Pakistan in its political evolution can be compared to 18th or 19th century Europe. Landed and industrial classes of the country are controlling most of the political parties. Candidates are all related to each other even sometimes competing against each other. Whoever wins is immaterial because the final beneficiary is the family or baradari which is what matters to them. People have no voice in selection of the candidates that should get tickets to contest from the party platform. There is no adherence to merit or ideological orientation of the representatives. Loyalty to each other and patrimonial preferences rules the political corridors of Pakistan. Divisions among masses suit these political elite to retain control of them. There is hardly any party that can be called an institution. It would be interesting to know how many candidates were related to MPAs and MNAs in recently concluded KP local government elections. It is also significant that none of the civic organizations FAFEN and PILDAT commented on the process of award of party tickets in these elections. Media does not consider internal party matters as something that should be reported thereby contributing towards lack of evolution in parties.

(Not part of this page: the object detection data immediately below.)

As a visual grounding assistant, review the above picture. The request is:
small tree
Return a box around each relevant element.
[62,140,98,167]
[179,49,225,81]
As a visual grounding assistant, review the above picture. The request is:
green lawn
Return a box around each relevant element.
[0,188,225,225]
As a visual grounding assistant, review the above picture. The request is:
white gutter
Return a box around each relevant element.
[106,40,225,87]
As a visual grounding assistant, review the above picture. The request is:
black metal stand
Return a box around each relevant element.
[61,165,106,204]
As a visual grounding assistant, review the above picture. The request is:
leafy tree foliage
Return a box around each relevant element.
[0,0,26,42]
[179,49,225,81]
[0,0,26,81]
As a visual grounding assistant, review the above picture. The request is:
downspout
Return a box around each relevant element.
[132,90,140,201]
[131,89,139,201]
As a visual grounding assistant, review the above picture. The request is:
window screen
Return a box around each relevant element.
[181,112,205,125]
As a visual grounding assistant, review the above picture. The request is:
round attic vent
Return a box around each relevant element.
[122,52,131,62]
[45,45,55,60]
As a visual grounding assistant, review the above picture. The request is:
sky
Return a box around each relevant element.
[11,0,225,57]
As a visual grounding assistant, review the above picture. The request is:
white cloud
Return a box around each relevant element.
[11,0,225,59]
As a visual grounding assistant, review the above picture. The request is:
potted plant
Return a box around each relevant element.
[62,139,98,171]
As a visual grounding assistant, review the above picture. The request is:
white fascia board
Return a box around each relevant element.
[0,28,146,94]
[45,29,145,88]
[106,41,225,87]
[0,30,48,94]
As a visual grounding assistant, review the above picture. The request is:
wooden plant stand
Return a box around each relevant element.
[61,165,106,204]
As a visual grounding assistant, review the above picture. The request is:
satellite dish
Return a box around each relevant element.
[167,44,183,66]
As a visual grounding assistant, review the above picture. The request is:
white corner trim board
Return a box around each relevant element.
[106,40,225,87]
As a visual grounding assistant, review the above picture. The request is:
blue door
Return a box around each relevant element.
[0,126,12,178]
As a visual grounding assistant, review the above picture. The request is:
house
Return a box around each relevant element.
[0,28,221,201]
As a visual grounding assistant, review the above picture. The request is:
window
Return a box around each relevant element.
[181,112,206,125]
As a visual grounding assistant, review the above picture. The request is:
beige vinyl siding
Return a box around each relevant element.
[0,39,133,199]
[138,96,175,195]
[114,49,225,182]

Pakistan is a deeply divided country in many layers including sectarian, ethnic, social and economic. For such a country it is important that some higher ideals are developed so that these divisions can be contained and people find it more beneficial to be united. Ideals like merit, rule of law and ideology provide the glue that can keep the country together. A good example to emulate could be Singapore which has both ethnic and religious divide. Its founding father Lee Kwan Yew realized that the only way to keep the country united and progress is to introduce merit, fair play and equal application of rule of law. Despite its small size Singapore emerged as a major economy in South East Asia. Other countries that have many divisions are Indonesia, Malaysia and India. All these countries realized that stable democracy is important for nation building and it cannot be achieved without institutionalization of political parties. In Indonesia a furniture salesman became President and in India a tea peddler assumed office of the Prime Minister. In today’s Pakistan can we realistically say that this is possible?

Institutionalization of political parties is a necessary condition to ensure talented individuals are given opportunity to run the affairs of the state. Only then our divisions will be minimized and a stronger nation will emerge. An institutional political party will have rotation of leadership at the top; merit in award of tickets through a due process; ideological orientation of its candidates; and respect for party constitution. In recent KP LG elections PTI activists demanded that tickets are allocated on merit but when the party leadership failed to deliver on it then they contested elections as independents and won. This has sent a message to party leaders that violation of merit will no longer be accepted. Taking cue from PTI, activists of other parties are also raising their voices for reforms. But so far media is not promoting this cause except few op-ed writers. It is important that the media should highlight these organizational failures of political parties and provide space for dissident voices to be heard.

Pakistan is changing and it seems our politicians are finding it hard to keep pace with it. These politicians are acting like dinosaurs that will go extinct very soon to give way to a younger generation of leaders that will take the nation forward.